Adaptive force sonorheometry for assessment of whole blood coagulation

Abstract

Background: Viscoelastic diagnostics that monitor the hemostatic function of whole blood (WB), such as thromboelastography, have been developed with demonstrated clinical utility. By measuring the cumulative effects of all components of hemostasis, viscoelastic diagnostics have circumvented many of the challenges associated with more common tests of blood coagulation.

Methods: We describe a new technology, called sonorheometry, that adaptively applies acoustic radiation force to assess coagulation function in WB. The repeatability (precision) of coagulation parameters was assessed using citrated WB samples. A reference range of coagulation parameters, along with corresponding measurements from prothrombin time (PT) and partial thromboplastin time (PTT), were obtained from WB samples of 20 healthy volunteers.
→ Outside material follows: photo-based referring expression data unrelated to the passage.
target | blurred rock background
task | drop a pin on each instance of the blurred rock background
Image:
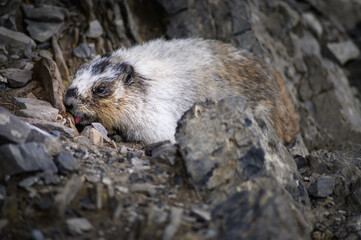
(104, 188)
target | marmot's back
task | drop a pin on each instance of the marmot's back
(144, 90)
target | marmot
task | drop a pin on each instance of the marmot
(144, 90)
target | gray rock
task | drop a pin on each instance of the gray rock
(102, 130)
(66, 162)
(12, 129)
(47, 72)
(17, 77)
(51, 126)
(95, 29)
(166, 153)
(52, 144)
(78, 226)
(28, 182)
(261, 210)
(26, 157)
(82, 51)
(42, 31)
(223, 145)
(175, 221)
(15, 39)
(66, 195)
(45, 13)
(344, 51)
(322, 187)
(36, 234)
(42, 112)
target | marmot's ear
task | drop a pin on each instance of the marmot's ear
(128, 74)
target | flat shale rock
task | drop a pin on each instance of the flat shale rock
(45, 13)
(15, 39)
(17, 77)
(12, 129)
(263, 210)
(26, 157)
(223, 145)
(33, 108)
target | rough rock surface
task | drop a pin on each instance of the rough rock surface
(228, 176)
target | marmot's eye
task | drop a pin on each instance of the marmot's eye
(100, 90)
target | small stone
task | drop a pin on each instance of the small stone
(68, 193)
(15, 39)
(95, 29)
(26, 157)
(36, 234)
(44, 13)
(312, 22)
(51, 126)
(12, 129)
(52, 144)
(175, 221)
(166, 153)
(143, 187)
(102, 130)
(78, 226)
(150, 147)
(66, 162)
(322, 187)
(344, 51)
(17, 77)
(94, 135)
(42, 31)
(82, 51)
(28, 182)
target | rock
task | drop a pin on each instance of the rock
(59, 59)
(346, 12)
(322, 187)
(223, 145)
(257, 210)
(66, 195)
(82, 51)
(36, 234)
(52, 144)
(47, 72)
(25, 157)
(175, 221)
(38, 109)
(143, 187)
(78, 226)
(101, 129)
(12, 129)
(28, 182)
(45, 13)
(344, 51)
(51, 126)
(15, 39)
(148, 149)
(42, 31)
(66, 162)
(312, 22)
(166, 153)
(94, 135)
(95, 29)
(17, 77)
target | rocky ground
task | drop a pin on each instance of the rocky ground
(228, 176)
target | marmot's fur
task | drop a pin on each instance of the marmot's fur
(143, 91)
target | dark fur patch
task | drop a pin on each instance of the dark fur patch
(71, 92)
(100, 66)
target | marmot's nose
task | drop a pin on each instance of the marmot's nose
(70, 97)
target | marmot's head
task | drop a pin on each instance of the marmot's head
(103, 90)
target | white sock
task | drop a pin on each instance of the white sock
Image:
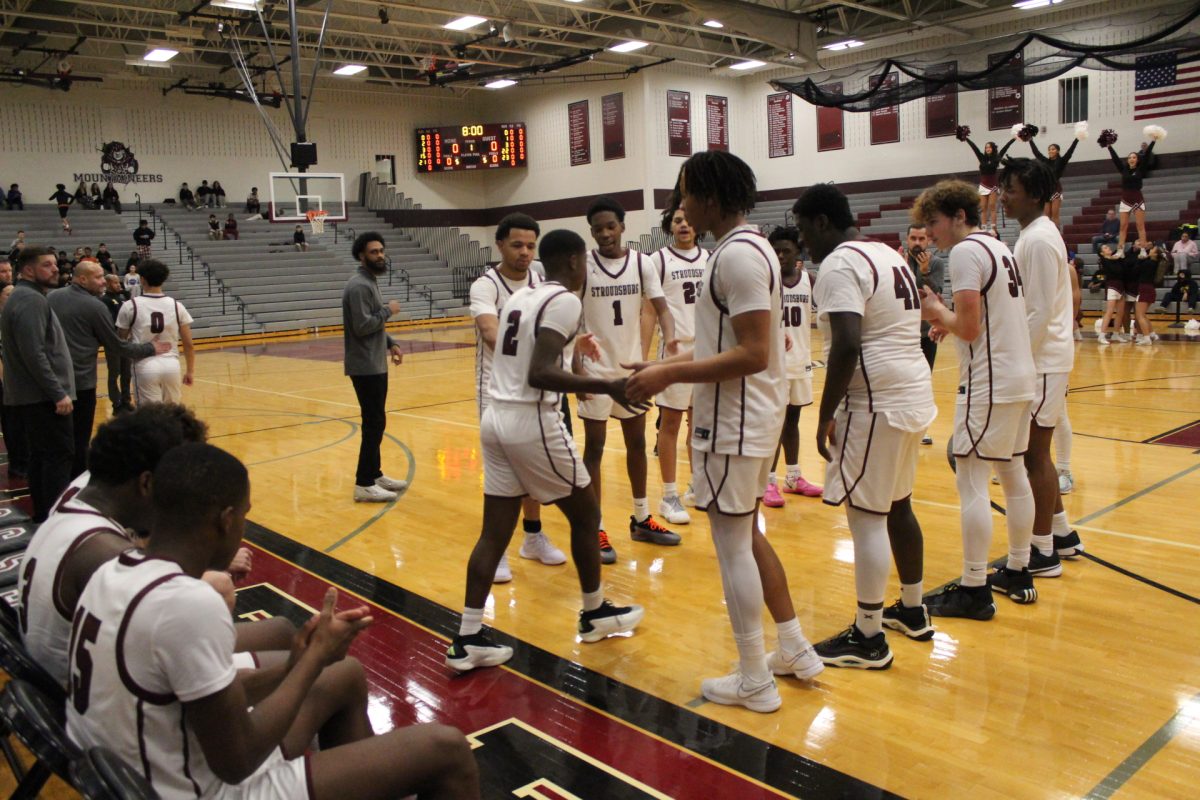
(641, 509)
(472, 621)
(592, 600)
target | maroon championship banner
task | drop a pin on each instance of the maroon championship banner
(612, 115)
(678, 122)
(579, 132)
(942, 107)
(779, 125)
(1006, 103)
(829, 128)
(886, 121)
(717, 112)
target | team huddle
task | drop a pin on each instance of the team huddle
(735, 359)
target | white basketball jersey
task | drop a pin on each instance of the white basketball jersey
(741, 416)
(997, 367)
(612, 308)
(1042, 257)
(682, 274)
(797, 324)
(145, 639)
(547, 305)
(154, 318)
(487, 294)
(45, 617)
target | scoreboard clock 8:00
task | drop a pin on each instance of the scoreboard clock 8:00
(490, 145)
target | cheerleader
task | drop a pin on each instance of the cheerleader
(989, 164)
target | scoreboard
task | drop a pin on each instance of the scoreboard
(492, 145)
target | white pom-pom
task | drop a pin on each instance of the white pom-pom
(1155, 132)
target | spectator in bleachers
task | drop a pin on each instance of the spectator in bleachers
(1185, 252)
(186, 198)
(40, 379)
(111, 197)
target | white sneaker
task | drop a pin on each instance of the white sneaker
(537, 547)
(671, 510)
(503, 573)
(736, 690)
(373, 494)
(804, 665)
(391, 483)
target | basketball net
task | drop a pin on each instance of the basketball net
(317, 221)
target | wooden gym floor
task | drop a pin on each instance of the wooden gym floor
(1093, 691)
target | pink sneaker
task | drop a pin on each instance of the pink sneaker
(799, 486)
In another study, sonorheometry monitored anticoagulation with heparin (0-5 IU/ml) and reversal from varied dosages of protamine (0-10 IU/ml) in heparinized WB (2 IU/ml).
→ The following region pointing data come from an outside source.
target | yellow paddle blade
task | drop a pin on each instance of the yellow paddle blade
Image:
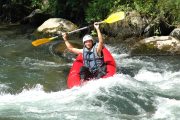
(42, 41)
(115, 17)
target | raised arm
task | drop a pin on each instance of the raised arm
(100, 38)
(69, 46)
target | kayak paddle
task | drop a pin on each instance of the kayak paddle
(111, 19)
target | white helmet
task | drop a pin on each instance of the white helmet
(87, 37)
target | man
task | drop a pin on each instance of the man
(94, 66)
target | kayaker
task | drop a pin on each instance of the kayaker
(94, 66)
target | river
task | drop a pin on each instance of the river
(33, 84)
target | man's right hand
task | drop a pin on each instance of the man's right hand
(64, 36)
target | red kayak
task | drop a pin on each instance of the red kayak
(74, 76)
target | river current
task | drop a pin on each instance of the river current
(33, 84)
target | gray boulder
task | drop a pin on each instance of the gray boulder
(176, 33)
(163, 45)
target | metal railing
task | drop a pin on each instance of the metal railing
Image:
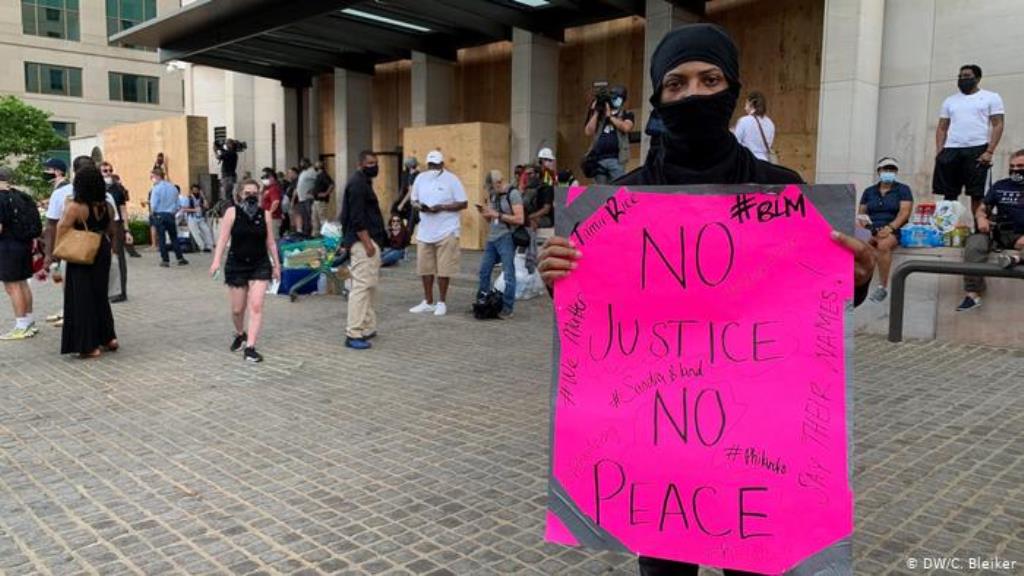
(896, 304)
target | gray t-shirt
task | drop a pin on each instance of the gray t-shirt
(503, 203)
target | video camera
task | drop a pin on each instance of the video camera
(603, 94)
(220, 144)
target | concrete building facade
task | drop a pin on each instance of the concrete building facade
(58, 59)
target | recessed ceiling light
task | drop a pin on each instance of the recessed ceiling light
(385, 19)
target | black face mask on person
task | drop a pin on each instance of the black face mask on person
(967, 85)
(698, 125)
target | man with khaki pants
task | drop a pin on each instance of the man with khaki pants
(364, 235)
(438, 195)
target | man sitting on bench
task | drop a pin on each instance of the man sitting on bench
(1000, 224)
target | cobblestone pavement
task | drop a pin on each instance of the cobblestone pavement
(426, 455)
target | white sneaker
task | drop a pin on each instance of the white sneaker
(422, 307)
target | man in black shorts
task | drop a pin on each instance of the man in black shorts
(970, 129)
(15, 260)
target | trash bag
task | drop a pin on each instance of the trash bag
(527, 285)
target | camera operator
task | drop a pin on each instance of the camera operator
(1000, 224)
(609, 125)
(227, 155)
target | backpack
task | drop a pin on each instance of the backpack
(488, 305)
(25, 220)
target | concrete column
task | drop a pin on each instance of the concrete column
(662, 17)
(850, 77)
(239, 105)
(433, 87)
(535, 95)
(352, 121)
(310, 121)
(289, 132)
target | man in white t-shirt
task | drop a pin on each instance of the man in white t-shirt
(438, 195)
(970, 129)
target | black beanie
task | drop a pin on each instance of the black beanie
(705, 42)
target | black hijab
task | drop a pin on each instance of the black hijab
(696, 147)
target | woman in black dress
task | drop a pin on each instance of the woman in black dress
(252, 261)
(88, 325)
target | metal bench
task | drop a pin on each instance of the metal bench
(930, 266)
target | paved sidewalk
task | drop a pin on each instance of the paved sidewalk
(426, 455)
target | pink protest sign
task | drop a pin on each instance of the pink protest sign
(699, 399)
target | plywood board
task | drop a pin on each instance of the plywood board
(483, 84)
(470, 152)
(132, 150)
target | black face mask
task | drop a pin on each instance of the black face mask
(967, 85)
(698, 126)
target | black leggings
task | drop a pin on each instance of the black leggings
(656, 567)
(119, 250)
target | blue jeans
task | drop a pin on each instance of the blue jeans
(167, 227)
(500, 250)
(391, 256)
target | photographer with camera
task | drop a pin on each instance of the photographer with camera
(609, 125)
(227, 156)
(1000, 224)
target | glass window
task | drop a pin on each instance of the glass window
(65, 130)
(132, 88)
(122, 14)
(52, 18)
(46, 79)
Results: Sonorheometry exhibited low CVs for parameters: clot initiation time (TC1), <7%; clot stabilization time (TC2), <6.5%; and clotting angle (theta), <3.5%. Good correlation was observed between clotting times, TC1 and TC2, and PTT (r=0.65 and 0.74 respectively; n=18). Linearity to heparin dosage was observed with average linearity r>0.98 for all coagulation parameters. We observed maximum reversal of heparin anticoagulation at protamine to heparin ratios of 1.4:1 from TC1 (P=0.6) and 1.2:1 from theta (P=0.55).
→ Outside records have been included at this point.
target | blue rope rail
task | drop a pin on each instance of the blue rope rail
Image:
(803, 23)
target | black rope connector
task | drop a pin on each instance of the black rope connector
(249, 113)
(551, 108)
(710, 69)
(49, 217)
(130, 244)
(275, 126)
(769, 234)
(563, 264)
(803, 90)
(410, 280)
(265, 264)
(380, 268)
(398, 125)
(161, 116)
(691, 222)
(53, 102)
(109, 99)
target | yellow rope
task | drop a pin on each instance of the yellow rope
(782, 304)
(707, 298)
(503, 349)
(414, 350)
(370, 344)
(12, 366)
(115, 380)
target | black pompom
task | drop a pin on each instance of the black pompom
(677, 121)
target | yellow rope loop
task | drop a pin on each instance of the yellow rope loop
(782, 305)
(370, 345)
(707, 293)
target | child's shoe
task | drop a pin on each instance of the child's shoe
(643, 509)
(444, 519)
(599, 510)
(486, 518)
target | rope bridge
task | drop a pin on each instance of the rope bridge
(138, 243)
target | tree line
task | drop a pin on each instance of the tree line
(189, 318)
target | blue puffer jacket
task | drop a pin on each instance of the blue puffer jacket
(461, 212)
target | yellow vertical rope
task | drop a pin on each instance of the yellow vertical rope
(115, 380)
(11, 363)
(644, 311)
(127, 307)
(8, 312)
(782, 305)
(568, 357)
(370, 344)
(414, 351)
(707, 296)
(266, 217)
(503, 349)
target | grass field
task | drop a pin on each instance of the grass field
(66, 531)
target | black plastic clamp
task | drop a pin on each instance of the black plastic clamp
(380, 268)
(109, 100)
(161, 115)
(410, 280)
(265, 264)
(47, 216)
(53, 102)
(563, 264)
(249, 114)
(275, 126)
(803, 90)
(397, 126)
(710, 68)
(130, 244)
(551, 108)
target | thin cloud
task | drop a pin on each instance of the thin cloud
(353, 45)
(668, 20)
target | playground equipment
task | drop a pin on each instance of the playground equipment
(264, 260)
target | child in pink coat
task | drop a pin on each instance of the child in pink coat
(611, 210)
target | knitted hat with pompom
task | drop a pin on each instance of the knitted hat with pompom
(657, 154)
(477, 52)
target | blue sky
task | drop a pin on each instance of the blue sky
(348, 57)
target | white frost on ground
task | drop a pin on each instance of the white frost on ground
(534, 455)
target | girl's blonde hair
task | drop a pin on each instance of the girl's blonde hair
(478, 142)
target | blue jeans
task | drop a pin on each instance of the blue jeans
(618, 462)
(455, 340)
Conclusions: Sonorheometry is a non-contact method for precise assessment of WB coagulation.

Fig. 1

(a) Depiction of the sonorheometry mechanism. An ultrasound transducer generates acoustic radiation force, which is incident upon a 1 ml sample of whole blood. Resulting displacements are evident as shifts in the returning echoes. (b) Diagram of the sonorheometry signature curve with coagulation parameters clot initiation time (TC₁), clot stabilization time (TC₂), and clotting angle (θ).

Fig. 2

PTT test results and sonorheometry measurements were obtained from citrated WB samples of 20 healthy subjects. Correlation values and linear regression analysis are shown for PTT versus sonorheometry parameters (a) clot initiation time, TC₁, and (b) clot stabilization time, TC₂. Lines indicate the least squares best-fit line through the data. Circles mark two subjects who were flagged by the Core Laboratory at the University of Virginia as having high PTT test results.

Fig. 3

Correlation values and linear regression analysis (n=5) are shown for (a) clotting angle ϴ (median ± IQR), (b) clot initiation time TC₁ (mean ± SD), (c) and clot stabilization time TC₂ (mean ± SD) versus heparin dosage.

Fig. 4

(a) Sonorheometry characteristic curves from a single volunteer are displayed for varied dosages of heparin and protamine: (I) Control; no protamine, no heparin (II) 1.4:1; 2.8 IU protamine, 2 IU heparin/ml blood (III) 1:1; 2 IU protamine, 2 IU heparin/ml blood (IV) 0:1; 0 IU protamine, 2 IU heparin/ml blood. (b) Clot initiation times, TC₁, and (c) clotting angle, θ, are illustrated versus protamine to heparin dosage ratios (n=5). At all protamine to heparin ratios, concentration of heparin is 2 IU/ml blood. Results are expressed as mean ± SD (TC₁; 4b) or median ± IQR (θ; 4c). Significance values (P values) were calculated for each protamine to heparin ratio in comparison to the control. *P<0.05 versus control using unpaired, 2-tailed t-test (TC₁; 4b) or Mann-Whitney U-test (θ; 4c).